There's lots of stuff that is relational about jobs the moment you have a large number of them, and need to be able to search and filter by different statuses, different users, different sources, date and time, type of job etc., or run reports over them (how many percent of jobs are in what states? average latency to start processing? average latency to completion?)

You can work around that by putting metadata about the jobs into an RDBMS, or collating it separately, so you can certainly make do without an RDBMS...

Or you could just put them in the RDBMS in the first place and place a few indexes and optionally triggers to create log entries on state changes.


These all sound like attributes of a job definition - not separate entities to which a job is related. You are correct they would need to be indexed.

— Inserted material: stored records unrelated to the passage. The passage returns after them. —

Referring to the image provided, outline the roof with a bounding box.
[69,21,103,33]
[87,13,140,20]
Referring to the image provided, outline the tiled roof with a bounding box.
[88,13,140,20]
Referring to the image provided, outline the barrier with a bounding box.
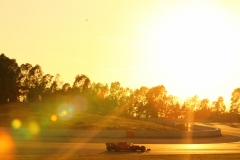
[5,125,221,138]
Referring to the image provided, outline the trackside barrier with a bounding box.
[5,126,221,138]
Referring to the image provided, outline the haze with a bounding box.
[0,0,240,106]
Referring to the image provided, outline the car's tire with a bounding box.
[115,146,120,152]
[141,146,146,152]
[107,146,112,151]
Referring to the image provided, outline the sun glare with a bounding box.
[141,1,240,101]
[0,129,14,155]
[12,119,22,129]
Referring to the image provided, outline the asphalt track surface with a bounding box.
[1,124,240,155]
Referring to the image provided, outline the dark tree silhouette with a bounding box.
[0,53,18,103]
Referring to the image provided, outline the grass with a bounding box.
[0,154,240,160]
[0,103,176,130]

Gearman looks decent, though it does not have persistent queues, and relies on an external storage such as an RDBMS to provide that. Not sure if there is that much gained. Still makes the database a SPOF, for example.


It depends on the database back-end you use; it can use libmemcached which opens up the possibility to use a CouchBase cluster if you really need to go that far.


Forgot to say that a decent job manager should be sufficiently composable that you can integrate a GUI and high-level monitoring into it by exploiting its API.

I consider the persistence layer a private implementation detail of a system. If Gearman controls an RDBMS schema, for example, I don't want to bypass Gearmen to mess with that directly, ever. But as far as I can see, German doesn't have an API to access anything in the queue.